A due anni di distanza dall’omonimo esordio, Harry Styles torna con un disco che è l’interpretazione contemporanea del soft rock anni ’70 di matrice anglo-americana, ispirato da interpreti come Carole King e Harry Nilsson.

I dodici brani del disco si snodano tra ambiguità e solitudine: l’album inizia con Golden, per poi lasciare spazio ai singoli Watermelon Sugar – un piacevole mix di folk e funk d’autore –, Adore You e Lights Up, primo singolo promozionale a metà tra il sound di Prince e quello dei Fleetwood Mac. Falling, ballata piano-voce, è una riflessione introspettiva sulle conseguenze del successo e sulla presa di coscienza di essere diventato proprio la persona che mai sarebbe voluto diventare. To Be So Lonely è un’agrodolce ammissione delle sue cattive abitudini (“And I’m just an arrogant son of a bitch/Who can’t admit when he’s sorry”), ma anche una presa di coscienza del suo stato depressivo (“Don’t call me ‘baby’ again, it’s hard for me to go home/Be so lonely”).

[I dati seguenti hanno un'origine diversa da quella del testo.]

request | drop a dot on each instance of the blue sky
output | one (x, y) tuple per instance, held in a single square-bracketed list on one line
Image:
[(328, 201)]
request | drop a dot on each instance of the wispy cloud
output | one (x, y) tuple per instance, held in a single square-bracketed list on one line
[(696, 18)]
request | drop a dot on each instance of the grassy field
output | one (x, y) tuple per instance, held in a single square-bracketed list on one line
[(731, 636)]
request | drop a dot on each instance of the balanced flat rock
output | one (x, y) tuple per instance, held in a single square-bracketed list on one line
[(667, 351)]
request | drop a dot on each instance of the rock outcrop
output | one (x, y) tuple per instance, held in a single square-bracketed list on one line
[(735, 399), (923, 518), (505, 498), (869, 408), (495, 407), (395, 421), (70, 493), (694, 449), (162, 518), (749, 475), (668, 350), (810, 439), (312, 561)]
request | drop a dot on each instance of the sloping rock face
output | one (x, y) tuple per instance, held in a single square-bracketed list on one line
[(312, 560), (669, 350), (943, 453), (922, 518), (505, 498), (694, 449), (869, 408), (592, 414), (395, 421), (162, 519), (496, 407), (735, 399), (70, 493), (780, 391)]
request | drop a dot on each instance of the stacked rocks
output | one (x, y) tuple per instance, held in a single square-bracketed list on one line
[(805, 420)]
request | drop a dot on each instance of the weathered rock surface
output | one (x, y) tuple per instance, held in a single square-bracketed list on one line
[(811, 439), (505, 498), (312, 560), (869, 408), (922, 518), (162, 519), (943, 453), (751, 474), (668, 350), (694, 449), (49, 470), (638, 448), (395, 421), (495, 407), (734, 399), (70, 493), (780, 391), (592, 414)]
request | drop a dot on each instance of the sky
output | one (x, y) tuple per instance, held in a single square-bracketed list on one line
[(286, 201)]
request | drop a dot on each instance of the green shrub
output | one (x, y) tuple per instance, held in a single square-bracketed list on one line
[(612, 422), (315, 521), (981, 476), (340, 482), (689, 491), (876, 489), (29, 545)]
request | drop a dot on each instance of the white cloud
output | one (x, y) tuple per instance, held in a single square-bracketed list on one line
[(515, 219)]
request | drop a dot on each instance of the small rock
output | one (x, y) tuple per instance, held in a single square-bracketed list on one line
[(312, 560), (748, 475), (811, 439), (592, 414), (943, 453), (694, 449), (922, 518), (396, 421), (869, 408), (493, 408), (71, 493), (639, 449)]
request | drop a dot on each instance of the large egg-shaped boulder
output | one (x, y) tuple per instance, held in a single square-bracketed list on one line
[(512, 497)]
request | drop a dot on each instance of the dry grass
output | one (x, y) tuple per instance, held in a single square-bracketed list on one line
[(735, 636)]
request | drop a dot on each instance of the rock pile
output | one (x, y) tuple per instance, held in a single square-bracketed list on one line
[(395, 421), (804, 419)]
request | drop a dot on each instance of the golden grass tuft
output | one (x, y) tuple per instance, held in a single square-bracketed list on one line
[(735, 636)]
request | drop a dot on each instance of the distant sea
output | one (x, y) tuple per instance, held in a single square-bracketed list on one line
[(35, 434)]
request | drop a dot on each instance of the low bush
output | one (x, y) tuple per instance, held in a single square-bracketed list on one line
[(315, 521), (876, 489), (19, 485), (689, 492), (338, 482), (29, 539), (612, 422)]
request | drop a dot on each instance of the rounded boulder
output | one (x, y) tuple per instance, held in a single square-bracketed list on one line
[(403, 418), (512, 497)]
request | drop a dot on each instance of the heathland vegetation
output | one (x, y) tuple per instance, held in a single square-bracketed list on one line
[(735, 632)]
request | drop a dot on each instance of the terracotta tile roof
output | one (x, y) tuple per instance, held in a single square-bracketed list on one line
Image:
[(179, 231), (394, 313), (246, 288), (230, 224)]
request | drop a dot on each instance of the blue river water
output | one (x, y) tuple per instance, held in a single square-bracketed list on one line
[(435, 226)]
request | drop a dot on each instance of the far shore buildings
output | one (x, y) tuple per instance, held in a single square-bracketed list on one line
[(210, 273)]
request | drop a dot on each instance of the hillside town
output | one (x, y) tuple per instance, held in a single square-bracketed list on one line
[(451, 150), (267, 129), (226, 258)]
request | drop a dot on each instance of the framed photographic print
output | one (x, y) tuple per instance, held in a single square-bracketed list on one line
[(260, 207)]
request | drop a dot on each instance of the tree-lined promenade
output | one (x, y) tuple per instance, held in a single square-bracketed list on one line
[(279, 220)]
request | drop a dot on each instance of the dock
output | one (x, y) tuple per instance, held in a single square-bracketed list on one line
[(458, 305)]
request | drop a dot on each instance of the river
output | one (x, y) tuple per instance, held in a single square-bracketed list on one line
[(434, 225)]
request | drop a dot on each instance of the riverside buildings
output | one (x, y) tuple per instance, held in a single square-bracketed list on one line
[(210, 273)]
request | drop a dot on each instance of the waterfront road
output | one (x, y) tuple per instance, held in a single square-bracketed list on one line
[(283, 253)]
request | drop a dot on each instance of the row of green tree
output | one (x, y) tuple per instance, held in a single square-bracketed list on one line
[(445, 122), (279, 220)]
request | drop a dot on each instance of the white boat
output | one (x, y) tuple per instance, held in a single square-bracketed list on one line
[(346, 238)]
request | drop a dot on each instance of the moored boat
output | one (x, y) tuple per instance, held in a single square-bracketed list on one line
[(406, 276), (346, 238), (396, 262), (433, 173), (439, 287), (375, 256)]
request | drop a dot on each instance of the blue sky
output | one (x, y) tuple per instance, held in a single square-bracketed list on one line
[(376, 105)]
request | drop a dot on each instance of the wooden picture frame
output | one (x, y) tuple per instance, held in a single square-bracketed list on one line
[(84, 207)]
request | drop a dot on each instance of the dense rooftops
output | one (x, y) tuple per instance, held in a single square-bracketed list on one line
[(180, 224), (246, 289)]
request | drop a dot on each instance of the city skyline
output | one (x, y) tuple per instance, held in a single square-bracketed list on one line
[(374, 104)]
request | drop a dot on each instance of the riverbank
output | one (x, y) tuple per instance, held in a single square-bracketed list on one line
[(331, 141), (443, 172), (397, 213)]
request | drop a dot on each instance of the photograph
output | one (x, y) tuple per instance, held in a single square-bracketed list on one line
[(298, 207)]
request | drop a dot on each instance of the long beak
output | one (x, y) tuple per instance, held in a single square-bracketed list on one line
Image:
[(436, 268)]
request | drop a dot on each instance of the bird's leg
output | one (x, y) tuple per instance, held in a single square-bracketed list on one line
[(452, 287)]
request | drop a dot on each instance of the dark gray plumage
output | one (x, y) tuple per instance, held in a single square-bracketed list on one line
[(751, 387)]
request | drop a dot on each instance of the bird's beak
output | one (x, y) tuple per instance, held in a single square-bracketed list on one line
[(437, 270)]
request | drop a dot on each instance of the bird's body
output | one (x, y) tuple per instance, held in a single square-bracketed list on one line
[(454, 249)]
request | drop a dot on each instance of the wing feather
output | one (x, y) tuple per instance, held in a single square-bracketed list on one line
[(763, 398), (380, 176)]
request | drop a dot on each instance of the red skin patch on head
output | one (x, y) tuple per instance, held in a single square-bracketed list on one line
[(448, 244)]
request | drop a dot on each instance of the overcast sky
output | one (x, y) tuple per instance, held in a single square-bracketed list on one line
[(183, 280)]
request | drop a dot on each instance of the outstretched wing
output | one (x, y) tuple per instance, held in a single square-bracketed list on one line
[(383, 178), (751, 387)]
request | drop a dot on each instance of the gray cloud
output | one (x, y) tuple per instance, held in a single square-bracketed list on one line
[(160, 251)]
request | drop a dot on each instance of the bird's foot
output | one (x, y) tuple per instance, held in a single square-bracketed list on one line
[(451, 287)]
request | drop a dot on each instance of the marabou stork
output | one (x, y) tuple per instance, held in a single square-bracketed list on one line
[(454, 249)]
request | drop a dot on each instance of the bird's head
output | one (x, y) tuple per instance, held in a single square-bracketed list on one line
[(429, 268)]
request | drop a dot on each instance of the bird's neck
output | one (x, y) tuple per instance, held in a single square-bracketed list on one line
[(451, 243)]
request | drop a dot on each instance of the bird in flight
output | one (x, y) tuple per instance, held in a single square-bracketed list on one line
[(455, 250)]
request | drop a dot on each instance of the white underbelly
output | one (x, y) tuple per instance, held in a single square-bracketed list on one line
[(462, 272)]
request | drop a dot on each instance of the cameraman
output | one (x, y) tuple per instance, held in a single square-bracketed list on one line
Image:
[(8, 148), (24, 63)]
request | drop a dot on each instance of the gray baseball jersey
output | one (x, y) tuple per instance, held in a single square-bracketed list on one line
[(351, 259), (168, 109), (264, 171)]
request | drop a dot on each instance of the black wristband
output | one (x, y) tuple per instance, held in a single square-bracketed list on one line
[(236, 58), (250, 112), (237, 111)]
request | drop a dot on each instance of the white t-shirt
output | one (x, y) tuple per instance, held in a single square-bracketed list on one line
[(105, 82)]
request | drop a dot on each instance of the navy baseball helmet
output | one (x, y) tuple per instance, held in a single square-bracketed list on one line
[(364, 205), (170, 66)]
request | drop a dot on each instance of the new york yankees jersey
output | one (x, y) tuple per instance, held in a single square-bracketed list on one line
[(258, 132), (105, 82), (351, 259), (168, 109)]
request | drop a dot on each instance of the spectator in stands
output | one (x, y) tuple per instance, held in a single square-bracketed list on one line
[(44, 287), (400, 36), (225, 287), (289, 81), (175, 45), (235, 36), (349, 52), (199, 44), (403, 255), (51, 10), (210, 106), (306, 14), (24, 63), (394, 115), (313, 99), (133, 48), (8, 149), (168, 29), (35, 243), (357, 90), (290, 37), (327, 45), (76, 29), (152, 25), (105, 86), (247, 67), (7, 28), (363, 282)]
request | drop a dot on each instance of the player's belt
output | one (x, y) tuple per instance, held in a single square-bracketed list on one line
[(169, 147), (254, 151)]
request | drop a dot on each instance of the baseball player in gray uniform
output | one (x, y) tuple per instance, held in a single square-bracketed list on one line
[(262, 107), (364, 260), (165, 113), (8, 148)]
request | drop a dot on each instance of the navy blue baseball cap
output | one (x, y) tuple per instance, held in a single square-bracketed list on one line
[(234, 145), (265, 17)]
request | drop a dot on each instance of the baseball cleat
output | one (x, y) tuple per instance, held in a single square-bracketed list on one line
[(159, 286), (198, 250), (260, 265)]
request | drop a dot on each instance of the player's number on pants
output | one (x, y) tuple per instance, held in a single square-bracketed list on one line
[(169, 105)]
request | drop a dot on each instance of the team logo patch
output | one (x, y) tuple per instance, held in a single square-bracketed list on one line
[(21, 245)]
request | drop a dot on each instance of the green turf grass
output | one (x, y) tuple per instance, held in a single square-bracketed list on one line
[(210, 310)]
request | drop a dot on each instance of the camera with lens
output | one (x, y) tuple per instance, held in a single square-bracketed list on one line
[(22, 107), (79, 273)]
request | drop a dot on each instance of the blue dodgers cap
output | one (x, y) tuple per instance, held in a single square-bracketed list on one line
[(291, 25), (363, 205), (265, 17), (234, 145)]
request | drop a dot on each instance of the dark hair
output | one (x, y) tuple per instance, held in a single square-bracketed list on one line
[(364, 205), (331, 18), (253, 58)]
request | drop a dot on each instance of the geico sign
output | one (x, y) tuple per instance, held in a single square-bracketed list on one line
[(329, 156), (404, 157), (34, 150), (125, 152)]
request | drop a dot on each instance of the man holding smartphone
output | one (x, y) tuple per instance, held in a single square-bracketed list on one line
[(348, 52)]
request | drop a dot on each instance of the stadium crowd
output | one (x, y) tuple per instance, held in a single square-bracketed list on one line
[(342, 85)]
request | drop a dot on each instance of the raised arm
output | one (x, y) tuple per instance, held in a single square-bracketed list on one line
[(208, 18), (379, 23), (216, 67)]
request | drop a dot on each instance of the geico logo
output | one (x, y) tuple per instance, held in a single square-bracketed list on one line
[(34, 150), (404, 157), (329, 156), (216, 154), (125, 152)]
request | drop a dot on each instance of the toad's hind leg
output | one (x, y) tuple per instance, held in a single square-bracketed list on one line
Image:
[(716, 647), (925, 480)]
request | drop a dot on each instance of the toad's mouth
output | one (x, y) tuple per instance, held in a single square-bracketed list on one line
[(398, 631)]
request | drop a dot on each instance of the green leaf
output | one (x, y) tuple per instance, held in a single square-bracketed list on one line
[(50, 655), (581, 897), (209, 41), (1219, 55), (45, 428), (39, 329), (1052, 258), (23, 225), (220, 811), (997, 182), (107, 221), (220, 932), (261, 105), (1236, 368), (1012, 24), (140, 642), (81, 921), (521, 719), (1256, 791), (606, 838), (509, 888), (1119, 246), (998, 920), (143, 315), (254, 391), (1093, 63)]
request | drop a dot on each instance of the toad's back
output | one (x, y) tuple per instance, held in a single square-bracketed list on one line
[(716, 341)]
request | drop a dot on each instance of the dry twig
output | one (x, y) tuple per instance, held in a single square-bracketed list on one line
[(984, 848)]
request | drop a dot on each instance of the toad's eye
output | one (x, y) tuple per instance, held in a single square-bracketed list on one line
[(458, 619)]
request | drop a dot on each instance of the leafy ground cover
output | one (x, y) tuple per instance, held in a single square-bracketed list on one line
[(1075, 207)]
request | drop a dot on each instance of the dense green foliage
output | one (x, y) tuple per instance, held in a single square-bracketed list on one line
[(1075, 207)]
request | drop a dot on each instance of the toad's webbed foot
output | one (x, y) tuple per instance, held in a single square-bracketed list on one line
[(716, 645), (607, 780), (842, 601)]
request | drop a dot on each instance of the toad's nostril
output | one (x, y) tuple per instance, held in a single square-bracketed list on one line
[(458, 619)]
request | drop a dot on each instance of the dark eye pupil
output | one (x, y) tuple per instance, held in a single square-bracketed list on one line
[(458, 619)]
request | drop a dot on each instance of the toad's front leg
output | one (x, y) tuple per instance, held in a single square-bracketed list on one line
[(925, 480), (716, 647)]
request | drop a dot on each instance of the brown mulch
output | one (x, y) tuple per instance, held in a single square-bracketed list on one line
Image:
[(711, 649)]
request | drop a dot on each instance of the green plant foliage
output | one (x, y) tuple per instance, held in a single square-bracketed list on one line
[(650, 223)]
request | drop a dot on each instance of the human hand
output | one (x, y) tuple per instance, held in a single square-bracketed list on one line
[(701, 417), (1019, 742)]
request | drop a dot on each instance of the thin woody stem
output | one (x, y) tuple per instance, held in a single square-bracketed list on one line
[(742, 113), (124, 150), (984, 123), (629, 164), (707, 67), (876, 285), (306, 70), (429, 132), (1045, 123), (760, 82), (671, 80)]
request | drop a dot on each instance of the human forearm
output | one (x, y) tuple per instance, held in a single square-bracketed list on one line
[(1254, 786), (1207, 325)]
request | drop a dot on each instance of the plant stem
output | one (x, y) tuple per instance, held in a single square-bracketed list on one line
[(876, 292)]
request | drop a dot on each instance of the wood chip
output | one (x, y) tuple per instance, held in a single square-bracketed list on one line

È nella parte finale del disco, però, che Styles da il meglio di sé: She, quasi sette minuti di trip psichedelico con un finale tutto strumentale, idealizza la donna dei suoi sogni, combattendo con la confusione provocata da qualche allucinogeno di troppo, mentre Treat People With Kindness mette in mostra le sue doti da frontman grazie ai cori delle Lucius (coriste di Roger Waters) e a una base strumentale che ricorda il Paul Simon di Graceland e il Paul McCartney di Ram.

Dopo un ottimo esordio da solista, Fine Line arricchisce un sound sempre più personale e fatto di scelte artistiche raffinate, tanto contemporanee quanto vintage.